This is a classic case of tragedy of the commons, where a common resource is harmed by the profit interests of individuals. The traditional example of this is a public field that cattle can graze upon. Without any limits, individual cattle owners have an incentive to overgraze the land, destroying its value to everybody.
We have commons on the internet, too. Despite all of its toxic corners, it is still full of vibrant portions that serve the public good — places like Wikipedia and Reddit forums, where volunteers often share knowledge in good faith and work hard to keep bad actors at bay.
But these commons are now being overgrazed by rapacious tech companies that seek to feed all of the human wisdom, expertise, humor, anecdotes and advice they find in these places into their for-profit A.I. systems.

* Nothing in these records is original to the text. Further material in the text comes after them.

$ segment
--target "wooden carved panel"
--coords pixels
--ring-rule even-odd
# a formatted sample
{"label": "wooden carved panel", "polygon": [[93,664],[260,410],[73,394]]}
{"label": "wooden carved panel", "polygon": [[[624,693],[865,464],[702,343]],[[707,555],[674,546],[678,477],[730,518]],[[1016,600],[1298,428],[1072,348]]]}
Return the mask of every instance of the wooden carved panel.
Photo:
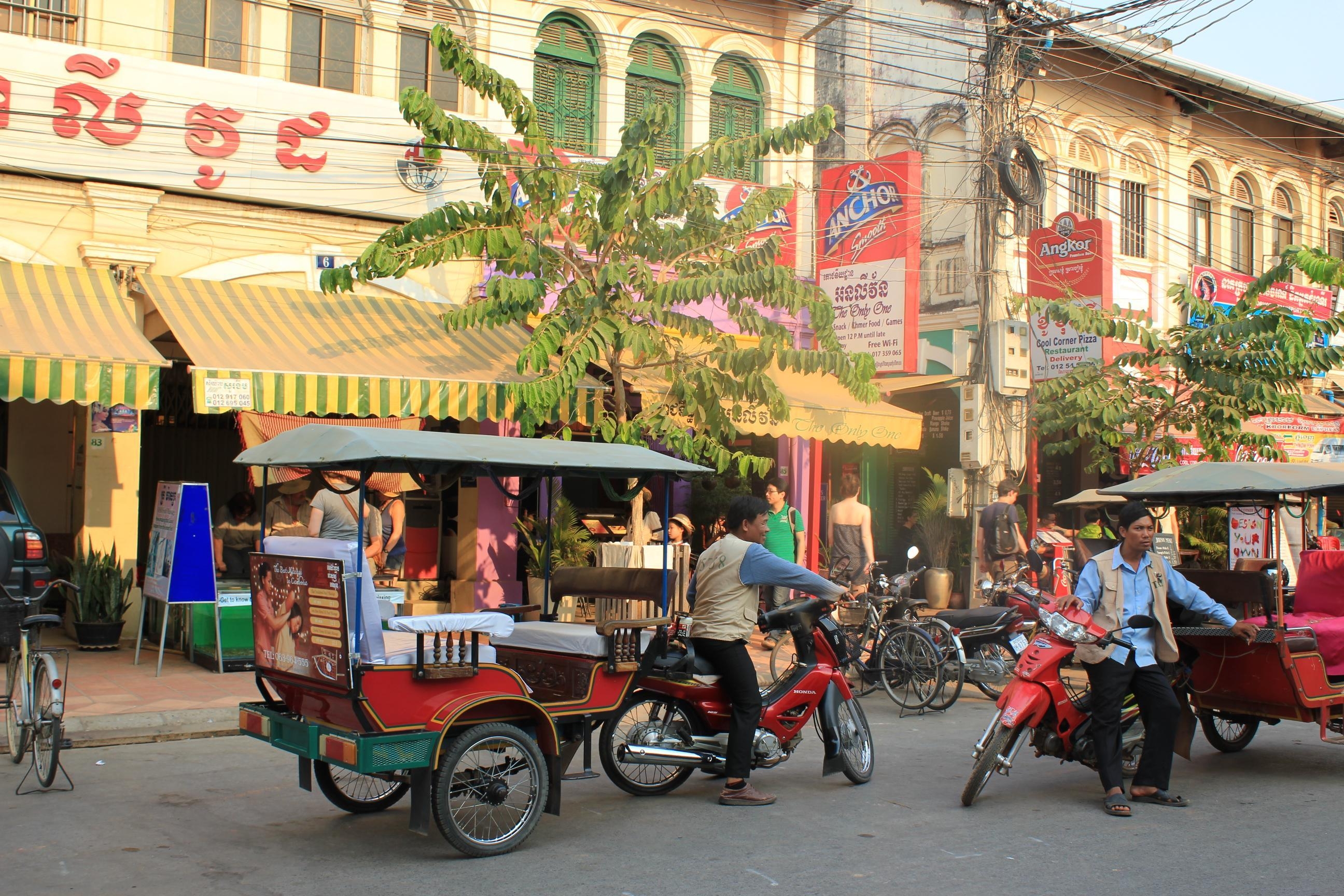
{"label": "wooden carved panel", "polygon": [[560,657],[531,650],[495,649],[496,662],[516,672],[532,689],[538,703],[569,703],[587,700],[593,666],[601,660],[590,657]]}

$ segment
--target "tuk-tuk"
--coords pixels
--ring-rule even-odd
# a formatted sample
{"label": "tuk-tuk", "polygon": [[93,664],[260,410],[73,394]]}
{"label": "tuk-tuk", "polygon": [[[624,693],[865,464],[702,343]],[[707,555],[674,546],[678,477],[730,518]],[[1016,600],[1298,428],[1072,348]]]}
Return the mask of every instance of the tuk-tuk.
{"label": "tuk-tuk", "polygon": [[[599,478],[609,494],[629,500],[652,476],[710,470],[629,445],[324,423],[282,433],[235,462],[262,467],[262,506],[277,467],[345,472],[345,500],[359,505],[358,513],[351,508],[355,541],[267,537],[251,556],[262,699],[241,704],[242,733],[297,755],[300,787],[312,790],[316,778],[339,809],[380,811],[409,793],[415,833],[427,834],[433,817],[468,856],[519,846],[543,811],[559,813],[564,770],[581,747],[589,767],[593,731],[665,649],[675,587],[667,548],[663,570],[556,576],[570,594],[628,607],[652,602],[656,611],[645,618],[556,622],[547,570],[542,621],[517,622],[500,607],[396,617],[384,631],[363,552],[370,477],[410,474],[427,490],[480,477],[513,500],[550,482],[548,505],[562,477]],[[517,494],[504,484],[512,477],[521,477]],[[630,478],[638,481],[633,490]],[[622,598],[638,603],[620,604]]]}
{"label": "tuk-tuk", "polygon": [[[1261,631],[1253,643],[1222,626],[1181,625],[1173,631],[1183,660],[1192,657],[1181,690],[1199,715],[1208,742],[1223,752],[1243,750],[1259,724],[1310,721],[1321,740],[1344,743],[1344,551],[1313,549],[1310,500],[1344,497],[1344,463],[1196,463],[1171,467],[1102,494],[1149,506],[1258,508],[1277,523],[1278,510],[1302,520],[1296,587],[1282,574],[1284,539],[1269,525],[1263,557],[1232,570],[1181,568],[1181,575],[1249,619]],[[1297,508],[1297,509],[1293,509]]]}

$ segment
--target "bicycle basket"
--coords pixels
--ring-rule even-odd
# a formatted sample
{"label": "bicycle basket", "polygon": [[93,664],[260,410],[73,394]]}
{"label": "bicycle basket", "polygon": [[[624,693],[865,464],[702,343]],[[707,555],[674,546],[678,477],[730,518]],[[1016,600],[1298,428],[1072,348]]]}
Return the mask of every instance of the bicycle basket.
{"label": "bicycle basket", "polygon": [[0,649],[19,646],[19,623],[27,611],[22,603],[0,602]]}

I think that the concept of tragedy of the commons is being misused here. When feeding data into those models, there’s no common resource being used, as the data doesn’t cease to exist once you feed it to your L"L"M. Instead what’s happening is that they’re further breaking what was already broken - the legal concepts of IP and copyright.
Where the concept could apply is the usage of the output of those models, with the common resource being the overall quality, reliability, and usefulness of the internet, for the sake of petty benefits (such as advertisement/spamming/marketing). However this degradation predates the large “language” models (and the internet itself), and it isn’t a result of the technology itself.
This was my first thought as well. My second thought is all the harms we’ve caused to ourselves in the digital age, and we only start to care when it hits our pocketbooks.